Mike Mignola is mostly known these days as the creator of Hellboy, but before the big red guy debuted in 1994 he was a freelance artist who worked mainly for the big two, Marvel and DC. Mignola didn’t enjoy working on the either company’s bread and butter (superhero books) much; he would much rather have been drawing something involving monsters and/or gothic atmosphere, desires which led to the eventual creation of Hellboy. One character he did enjoy working on at the time, however, was Batman. Batman stories allowed Mignola to play up his strengths (moody lighting, gothic atmosphere, bizarre characters), and he would return to work on the Dark Knight Detective long after Hellboy became a success, presumably because he actually wanted to.
Mignola’s first major work on Batman was Gotham By Gaslight:
Gotham by Gaslight was DC’s first Elseworlds story, which allowed for interpretations of their iconic characters outside of mainstream continuity. Gaslight detailed a Batman that operated in Victorian London instead of modern day Gotham City, on the hunt for Jack The Ripper (it’s a great read, but I’m biased because it was one of the first comics I have a distinct memory of owning).
and in an issue of Legends of The Dark Knight. He also did some Batman cover work around this time, including one of my absolute favorite Batman stories that has never been collected, entitled Dark Knight, Dark City, which was written by the perennially underrated Peter Milligan.
After going to Dark Horse and working on Hellboy for a while, Mignola returned to DC in the late 90s for a two-issue crossover featuring his creator-owned character with two of theirs, Batman and Starman. The books were written by Starman writer James Robinson and as that was and still is one of my favorite series of all time, it was pretty exciting for me.
(Gotham By Gaslight, the Legends of the Dark Knight story and Batman/Hellboy/Starman have all been collected in a Mignola Batman collection, but frustratingly it’s only available in Spain, and in Spanish).
In the 2000s, Mignola had enough confidence in his writing apart from his amazing art that he started writing scripts for other artists to illustrate.

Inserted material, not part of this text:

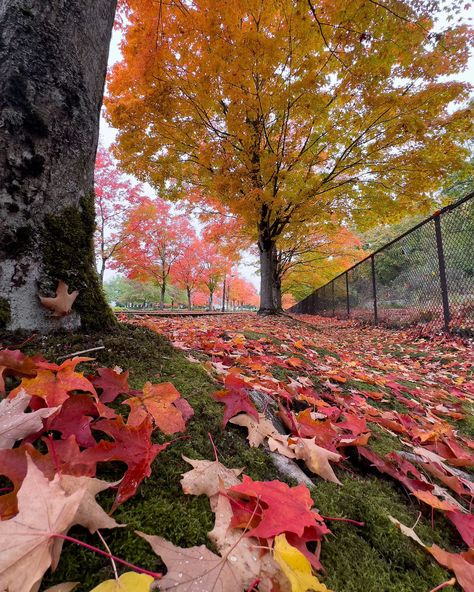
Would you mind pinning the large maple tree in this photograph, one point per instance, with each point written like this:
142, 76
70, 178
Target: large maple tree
289, 111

One of these was Batman: The Doom That Came To Gotham, another Elseworlds story. I’ve never read it, but judging from its covers it looks like it deals with his usual fetishes of pulp fiction, H.P. Lovecraftesque creatures and the like.
Mike Mignola has also had a statue made based on his Batman work….
…and his bold, minimal style allows for great tattoo artwork, as seen below:
So while Mike Mignola’s body of Bat-work is slim when compared to others in this series, it’s had a great impact.